In a hefty move that expands its prescription pricing industry presence, UnitedHealth Group is purchasing an Illinois-based pharmacy benefit management company in an all-cash deal worth $12.8 billion.
UnitedHealth, based in Minnetonka, will absorb the newly acquired Catamaran Corp. into its OptumRx unit, the two companies announced in a press release Monday morning.
OptumRx and Catamaran are both pharmacy benefit management companies – they negotiate drug prices, reimbursements and fees between drug manufacturers, health insurance providers and pharmacies, with the stated goal of bringing costs down. (Scroll down for more on how they say they save money – and also make money.)
The Wall Street Journal reports that before the deal, OptumRx is the third-largest pharmacy benefit management company in the industry – and Catamaran, based in Schaumburg, Illinois, is the fourth-largest.
Their merger is essentially a play to gain ground on the industry's two biggest giants – Express Scripts Holding Co. (No. 1), and CVS Health Corp. (No. 2), the Wall Street Journal says.
What do these companies actually do?
USA Today explained the role of pharmacy benefit management companies (referred to as PBMs in shorthand) in a piece last year, detailing how quickly they're becoming money-makers.
Basically, the pharmacy benefit management companies will work with a drug manufacturer to set a price of a drug, and then how much a pharmacy will be reimbursed. The difference is essentially revenue for the PBM.
For example, USA Today explains:
The cost of one months' worth of Lipitor is $21.60, an audit found. The drug store where it's sold to the individual gets reimbursed $10.83. The difference of $10.77 went to the PBM.
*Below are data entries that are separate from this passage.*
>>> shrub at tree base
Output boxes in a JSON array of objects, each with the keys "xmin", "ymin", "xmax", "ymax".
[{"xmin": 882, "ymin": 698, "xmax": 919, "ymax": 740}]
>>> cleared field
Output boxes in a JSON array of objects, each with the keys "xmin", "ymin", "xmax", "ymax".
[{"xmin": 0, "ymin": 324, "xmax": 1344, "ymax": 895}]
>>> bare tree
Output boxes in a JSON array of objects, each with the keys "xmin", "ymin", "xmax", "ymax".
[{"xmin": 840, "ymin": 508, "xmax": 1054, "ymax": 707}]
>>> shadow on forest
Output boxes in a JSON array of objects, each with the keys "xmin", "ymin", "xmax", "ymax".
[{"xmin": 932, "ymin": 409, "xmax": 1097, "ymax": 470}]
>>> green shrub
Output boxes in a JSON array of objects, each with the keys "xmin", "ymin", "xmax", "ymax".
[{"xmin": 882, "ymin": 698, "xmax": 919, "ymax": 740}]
PBMs say ultimately, they save people money. They're so big and have so many customers, they can negotiate lower prices from drug companies and pass those savings along to the consumers and employers.
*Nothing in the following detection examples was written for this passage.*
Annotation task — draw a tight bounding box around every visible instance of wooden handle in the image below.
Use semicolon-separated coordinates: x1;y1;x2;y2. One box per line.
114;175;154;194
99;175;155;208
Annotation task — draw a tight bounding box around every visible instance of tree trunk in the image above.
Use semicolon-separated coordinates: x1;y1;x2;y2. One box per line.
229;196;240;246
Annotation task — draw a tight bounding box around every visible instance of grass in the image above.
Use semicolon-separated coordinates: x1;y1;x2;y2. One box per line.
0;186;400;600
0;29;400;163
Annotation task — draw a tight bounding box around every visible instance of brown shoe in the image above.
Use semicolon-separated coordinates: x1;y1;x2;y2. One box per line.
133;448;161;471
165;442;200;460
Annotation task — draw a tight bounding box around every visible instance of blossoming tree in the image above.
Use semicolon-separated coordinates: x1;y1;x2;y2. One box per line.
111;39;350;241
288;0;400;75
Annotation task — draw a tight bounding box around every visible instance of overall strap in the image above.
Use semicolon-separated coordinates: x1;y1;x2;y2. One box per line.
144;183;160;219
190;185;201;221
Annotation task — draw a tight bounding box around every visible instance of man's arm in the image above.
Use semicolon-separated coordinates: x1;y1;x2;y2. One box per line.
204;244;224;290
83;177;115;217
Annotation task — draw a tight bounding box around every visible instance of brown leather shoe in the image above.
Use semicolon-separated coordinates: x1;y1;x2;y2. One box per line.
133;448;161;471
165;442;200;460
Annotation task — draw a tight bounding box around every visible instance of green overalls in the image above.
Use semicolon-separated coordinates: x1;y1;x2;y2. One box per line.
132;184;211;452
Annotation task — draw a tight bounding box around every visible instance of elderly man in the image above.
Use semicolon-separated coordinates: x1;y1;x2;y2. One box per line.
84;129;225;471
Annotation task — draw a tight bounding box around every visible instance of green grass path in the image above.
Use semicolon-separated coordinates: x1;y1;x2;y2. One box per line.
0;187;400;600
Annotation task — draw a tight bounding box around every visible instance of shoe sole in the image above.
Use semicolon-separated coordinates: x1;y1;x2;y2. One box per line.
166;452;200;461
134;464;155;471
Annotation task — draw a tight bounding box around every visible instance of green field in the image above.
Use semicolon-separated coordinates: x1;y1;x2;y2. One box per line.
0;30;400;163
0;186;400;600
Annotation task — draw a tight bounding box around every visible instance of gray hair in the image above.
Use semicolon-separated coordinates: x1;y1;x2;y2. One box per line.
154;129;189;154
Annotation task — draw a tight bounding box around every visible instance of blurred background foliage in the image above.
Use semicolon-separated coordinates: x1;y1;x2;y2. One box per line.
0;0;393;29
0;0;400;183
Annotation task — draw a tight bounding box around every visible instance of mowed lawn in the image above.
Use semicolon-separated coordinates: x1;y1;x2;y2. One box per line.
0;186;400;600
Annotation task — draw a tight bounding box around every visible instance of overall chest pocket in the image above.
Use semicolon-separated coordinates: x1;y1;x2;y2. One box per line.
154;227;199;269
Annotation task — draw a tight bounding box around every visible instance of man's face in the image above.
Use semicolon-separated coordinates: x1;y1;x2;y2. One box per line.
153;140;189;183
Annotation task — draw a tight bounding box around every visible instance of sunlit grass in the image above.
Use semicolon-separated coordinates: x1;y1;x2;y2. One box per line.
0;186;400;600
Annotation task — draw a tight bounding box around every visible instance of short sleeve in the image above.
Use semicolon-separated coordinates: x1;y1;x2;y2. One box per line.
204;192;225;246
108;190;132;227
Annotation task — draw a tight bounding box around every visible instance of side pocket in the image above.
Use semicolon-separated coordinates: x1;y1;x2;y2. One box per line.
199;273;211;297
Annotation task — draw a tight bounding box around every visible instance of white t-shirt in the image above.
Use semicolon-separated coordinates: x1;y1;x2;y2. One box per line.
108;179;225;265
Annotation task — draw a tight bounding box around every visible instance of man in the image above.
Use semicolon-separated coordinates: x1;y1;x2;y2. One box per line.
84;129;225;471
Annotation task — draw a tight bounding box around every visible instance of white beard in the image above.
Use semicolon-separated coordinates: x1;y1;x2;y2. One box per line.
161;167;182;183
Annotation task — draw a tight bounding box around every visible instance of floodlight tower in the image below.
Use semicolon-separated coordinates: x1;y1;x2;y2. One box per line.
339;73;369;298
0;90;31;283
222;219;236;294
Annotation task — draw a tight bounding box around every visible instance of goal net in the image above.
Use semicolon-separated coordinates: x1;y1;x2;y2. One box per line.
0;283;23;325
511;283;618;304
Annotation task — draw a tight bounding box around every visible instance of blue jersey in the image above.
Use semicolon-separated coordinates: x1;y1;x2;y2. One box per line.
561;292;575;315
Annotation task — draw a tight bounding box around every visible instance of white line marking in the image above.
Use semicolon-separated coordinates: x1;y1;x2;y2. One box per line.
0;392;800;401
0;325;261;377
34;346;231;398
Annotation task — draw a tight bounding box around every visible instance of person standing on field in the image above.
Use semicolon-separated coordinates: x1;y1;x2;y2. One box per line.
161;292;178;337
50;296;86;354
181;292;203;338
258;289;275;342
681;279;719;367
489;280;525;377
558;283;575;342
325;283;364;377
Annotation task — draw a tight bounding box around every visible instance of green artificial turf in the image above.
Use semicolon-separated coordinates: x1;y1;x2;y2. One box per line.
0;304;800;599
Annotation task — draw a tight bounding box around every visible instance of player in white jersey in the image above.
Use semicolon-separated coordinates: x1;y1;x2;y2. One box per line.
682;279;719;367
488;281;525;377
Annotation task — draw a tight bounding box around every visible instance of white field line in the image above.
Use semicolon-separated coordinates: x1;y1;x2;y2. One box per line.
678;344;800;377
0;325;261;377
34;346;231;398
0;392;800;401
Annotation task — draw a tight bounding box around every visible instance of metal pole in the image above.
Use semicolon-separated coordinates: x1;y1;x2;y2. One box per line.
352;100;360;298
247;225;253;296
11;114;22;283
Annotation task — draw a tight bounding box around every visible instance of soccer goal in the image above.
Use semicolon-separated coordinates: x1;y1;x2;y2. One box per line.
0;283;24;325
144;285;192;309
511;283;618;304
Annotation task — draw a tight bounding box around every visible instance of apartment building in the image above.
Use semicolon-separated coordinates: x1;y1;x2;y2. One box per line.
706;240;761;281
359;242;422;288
One study said PBMs could mean nearly $2 trillion in savings on prescription drug costs from 2012-21.
A CNN and Fortune piece from October 2013 cast some doubt about such claims however. An auditor with Pharmacy Outcomes Specialists said the PBMs "effectively pad bills by $8 to $10 a prescription." And one health systems nonprofit found its prescription costs quickly went up after signing on with PBM Express Scripts.
That said, the story notes claims of savings are hard to verify or disprove, because information on actual drug prices and the rebates being given is nearly impossible to track.
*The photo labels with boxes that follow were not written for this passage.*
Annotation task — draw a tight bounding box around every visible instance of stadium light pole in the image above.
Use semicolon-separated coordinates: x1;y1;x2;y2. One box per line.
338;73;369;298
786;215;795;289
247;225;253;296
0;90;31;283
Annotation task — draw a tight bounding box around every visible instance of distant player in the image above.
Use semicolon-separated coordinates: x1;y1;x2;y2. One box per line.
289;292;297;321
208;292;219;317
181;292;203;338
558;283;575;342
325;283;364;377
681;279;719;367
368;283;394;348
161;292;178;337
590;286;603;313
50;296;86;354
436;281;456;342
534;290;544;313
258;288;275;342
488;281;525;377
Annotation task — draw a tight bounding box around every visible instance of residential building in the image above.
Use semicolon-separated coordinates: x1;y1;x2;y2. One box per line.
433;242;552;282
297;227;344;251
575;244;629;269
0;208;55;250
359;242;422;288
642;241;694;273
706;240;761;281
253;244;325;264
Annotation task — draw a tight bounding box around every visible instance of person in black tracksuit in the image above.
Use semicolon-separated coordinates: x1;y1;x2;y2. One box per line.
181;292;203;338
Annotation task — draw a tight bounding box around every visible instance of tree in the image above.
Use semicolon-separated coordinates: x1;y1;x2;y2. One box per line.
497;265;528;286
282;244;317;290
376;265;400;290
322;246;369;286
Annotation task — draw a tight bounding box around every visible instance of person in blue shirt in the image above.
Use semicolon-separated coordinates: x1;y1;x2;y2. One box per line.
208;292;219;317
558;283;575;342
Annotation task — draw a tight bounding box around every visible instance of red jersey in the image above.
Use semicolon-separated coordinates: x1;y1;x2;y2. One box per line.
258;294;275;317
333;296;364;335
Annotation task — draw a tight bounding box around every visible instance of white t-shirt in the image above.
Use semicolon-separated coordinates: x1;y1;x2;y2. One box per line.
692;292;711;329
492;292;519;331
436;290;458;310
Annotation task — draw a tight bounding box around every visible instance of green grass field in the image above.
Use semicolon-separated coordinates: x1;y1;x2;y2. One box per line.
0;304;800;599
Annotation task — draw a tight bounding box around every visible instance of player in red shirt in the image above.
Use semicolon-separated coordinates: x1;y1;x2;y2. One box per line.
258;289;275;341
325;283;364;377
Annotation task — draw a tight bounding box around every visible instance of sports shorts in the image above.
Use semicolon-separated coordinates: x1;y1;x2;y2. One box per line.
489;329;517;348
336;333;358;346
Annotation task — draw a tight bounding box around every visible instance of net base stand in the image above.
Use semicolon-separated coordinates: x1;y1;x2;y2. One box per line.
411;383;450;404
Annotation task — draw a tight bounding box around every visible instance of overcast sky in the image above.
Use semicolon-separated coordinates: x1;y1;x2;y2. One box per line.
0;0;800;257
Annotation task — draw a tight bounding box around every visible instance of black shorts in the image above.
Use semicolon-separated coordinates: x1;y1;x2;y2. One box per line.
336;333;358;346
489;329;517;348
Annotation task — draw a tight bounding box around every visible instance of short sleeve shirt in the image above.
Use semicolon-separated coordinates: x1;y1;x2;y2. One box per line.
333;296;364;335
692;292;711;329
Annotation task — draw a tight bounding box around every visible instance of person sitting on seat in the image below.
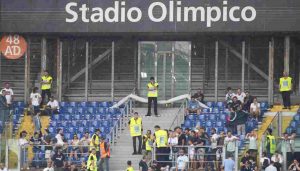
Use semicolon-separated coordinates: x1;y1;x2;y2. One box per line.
46;96;59;115
185;96;201;115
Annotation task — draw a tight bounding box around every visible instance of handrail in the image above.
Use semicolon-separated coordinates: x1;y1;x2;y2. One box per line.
169;102;185;130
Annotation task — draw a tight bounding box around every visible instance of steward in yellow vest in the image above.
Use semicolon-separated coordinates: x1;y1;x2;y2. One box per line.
126;160;134;171
146;77;159;116
87;148;97;171
265;128;276;156
100;137;110;171
279;72;293;109
129;112;143;155
154;125;170;167
41;70;52;105
90;129;101;160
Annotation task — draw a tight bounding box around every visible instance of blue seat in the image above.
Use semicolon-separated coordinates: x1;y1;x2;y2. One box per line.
52;114;61;121
64;133;72;140
187;115;197;121
99;102;109;108
102;120;110;127
206;102;214;108
184;120;192;128
260;102;269;110
205;121;212;127
64;114;71;121
89;127;95;134
59;102;69;108
64;107;76;114
208;113;216;122
89;102;99;107
87;107;97;114
71;120;77;127
290;121;297;129
198;114;205;121
48;126;55;134
69;102;77;107
99;107;107;114
77;107;87;114
294;114;300;123
78;126;85;133
78;102;88;107
69;127;76;135
216;121;224;127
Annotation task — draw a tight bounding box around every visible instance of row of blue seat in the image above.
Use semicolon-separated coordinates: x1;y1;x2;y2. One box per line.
60;107;123;114
50;119;117;128
51;114;121;121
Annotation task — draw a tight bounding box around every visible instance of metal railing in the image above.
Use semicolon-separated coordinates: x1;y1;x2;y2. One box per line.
152;144;238;171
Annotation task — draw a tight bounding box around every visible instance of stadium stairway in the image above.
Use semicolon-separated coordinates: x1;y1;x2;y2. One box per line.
16;114;50;160
110;108;178;171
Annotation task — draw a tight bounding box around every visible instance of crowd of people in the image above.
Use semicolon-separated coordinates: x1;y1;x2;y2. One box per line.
19;125;110;171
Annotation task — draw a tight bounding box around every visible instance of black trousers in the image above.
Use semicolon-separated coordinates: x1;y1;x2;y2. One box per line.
41;89;51;105
281;91;291;107
132;135;142;153
147;97;157;115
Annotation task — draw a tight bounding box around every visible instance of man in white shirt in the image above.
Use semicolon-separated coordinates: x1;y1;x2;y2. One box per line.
234;88;246;103
46;96;59;115
176;150;189;171
224;131;238;159
265;160;277;171
1;83;14;107
55;128;64;147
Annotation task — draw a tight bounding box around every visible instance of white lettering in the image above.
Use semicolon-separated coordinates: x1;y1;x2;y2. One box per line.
241;6;256;22
183;7;205;22
65;2;78;23
229;6;240;22
105;1;119;23
79;4;90;23
127;7;142;23
148;2;167;22
91;8;103;22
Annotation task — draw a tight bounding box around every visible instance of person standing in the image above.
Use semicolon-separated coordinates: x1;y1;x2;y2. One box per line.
41;70;52;105
90;129;101;160
146;77;159;116
154;125;169;167
87;147;97;171
0;90;9;123
100;137;110;171
266;128;276;158
2;82;14;110
129;112;143;155
279;72;293;109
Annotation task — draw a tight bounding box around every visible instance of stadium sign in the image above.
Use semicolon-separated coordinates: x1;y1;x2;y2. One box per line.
0;34;27;59
0;0;300;34
65;1;256;27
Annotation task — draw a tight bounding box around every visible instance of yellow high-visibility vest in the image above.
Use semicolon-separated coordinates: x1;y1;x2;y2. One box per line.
90;134;100;151
154;130;168;148
266;135;276;154
87;153;97;171
147;83;158;97
126;167;134;171
279;77;292;92
144;135;152;151
41;75;52;90
129;117;142;137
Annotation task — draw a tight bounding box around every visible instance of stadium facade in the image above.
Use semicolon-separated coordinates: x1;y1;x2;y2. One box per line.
0;0;300;104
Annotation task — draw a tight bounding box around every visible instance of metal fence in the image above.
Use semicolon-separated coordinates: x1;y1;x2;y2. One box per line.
152;144;239;171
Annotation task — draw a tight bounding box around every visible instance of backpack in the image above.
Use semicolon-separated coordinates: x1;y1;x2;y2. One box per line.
262;159;269;169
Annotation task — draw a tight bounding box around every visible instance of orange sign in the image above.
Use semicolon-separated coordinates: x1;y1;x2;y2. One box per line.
0;34;27;59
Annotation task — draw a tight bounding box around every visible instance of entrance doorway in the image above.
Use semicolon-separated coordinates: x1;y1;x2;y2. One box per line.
138;41;191;100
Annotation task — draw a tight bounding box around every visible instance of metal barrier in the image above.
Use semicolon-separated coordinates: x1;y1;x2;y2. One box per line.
19;144;94;168
152;142;238;171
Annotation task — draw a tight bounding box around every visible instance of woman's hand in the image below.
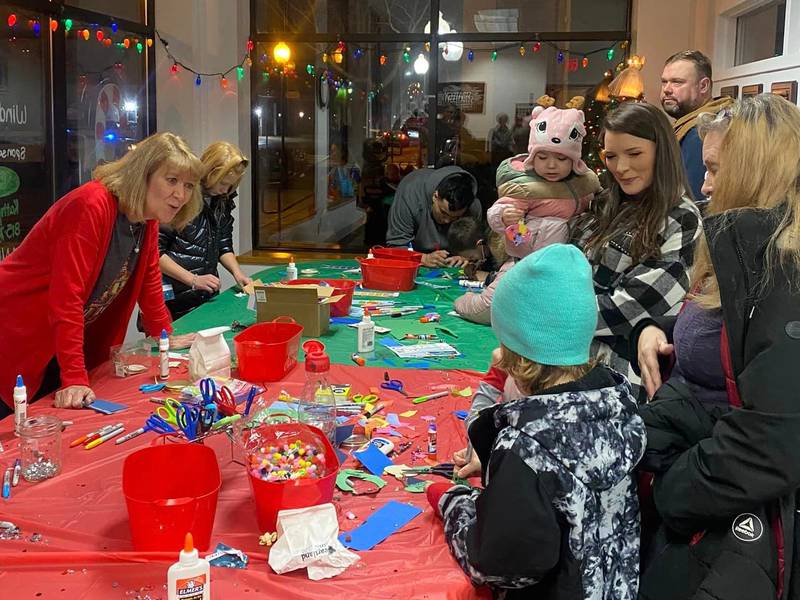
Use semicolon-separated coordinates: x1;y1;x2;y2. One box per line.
636;325;674;398
501;206;525;227
192;275;219;294
453;448;481;479
53;385;95;408
169;333;197;350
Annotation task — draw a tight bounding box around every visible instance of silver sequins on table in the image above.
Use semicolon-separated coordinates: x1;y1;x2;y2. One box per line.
22;460;61;481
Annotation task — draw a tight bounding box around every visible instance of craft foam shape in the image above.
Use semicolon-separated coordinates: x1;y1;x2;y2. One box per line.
353;444;394;475
339;500;422;551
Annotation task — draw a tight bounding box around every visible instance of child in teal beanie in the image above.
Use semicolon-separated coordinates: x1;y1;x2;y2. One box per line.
427;244;646;600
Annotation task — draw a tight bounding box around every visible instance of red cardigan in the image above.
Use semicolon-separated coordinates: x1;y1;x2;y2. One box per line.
0;181;172;406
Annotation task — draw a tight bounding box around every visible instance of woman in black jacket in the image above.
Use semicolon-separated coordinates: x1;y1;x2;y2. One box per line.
158;142;251;320
632;94;800;600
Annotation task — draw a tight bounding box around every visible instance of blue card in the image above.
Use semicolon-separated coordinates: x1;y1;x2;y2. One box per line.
86;398;128;415
339;500;422;550
353;443;394;475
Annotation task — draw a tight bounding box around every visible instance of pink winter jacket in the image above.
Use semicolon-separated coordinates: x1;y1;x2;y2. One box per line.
486;154;601;258
453;260;515;325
More on the OptumRx purchase
The OptumRx and Catamaran news release notes 2014 revenues in the pharmaceutical market are expected to be $100 billion – and will likely grow to a staggering $400 billion by 2020.
Catamaran has been managing more than 400 million prescriptions annually for 35 million members.
Together with OptumRx, the newly-merged company expects to fulfill more than 1 billion prescriptions. Reuters says United's market share in the space will jump from 15 percent, to 20 percent.
The sale is expected to close in the final quarter of 2015.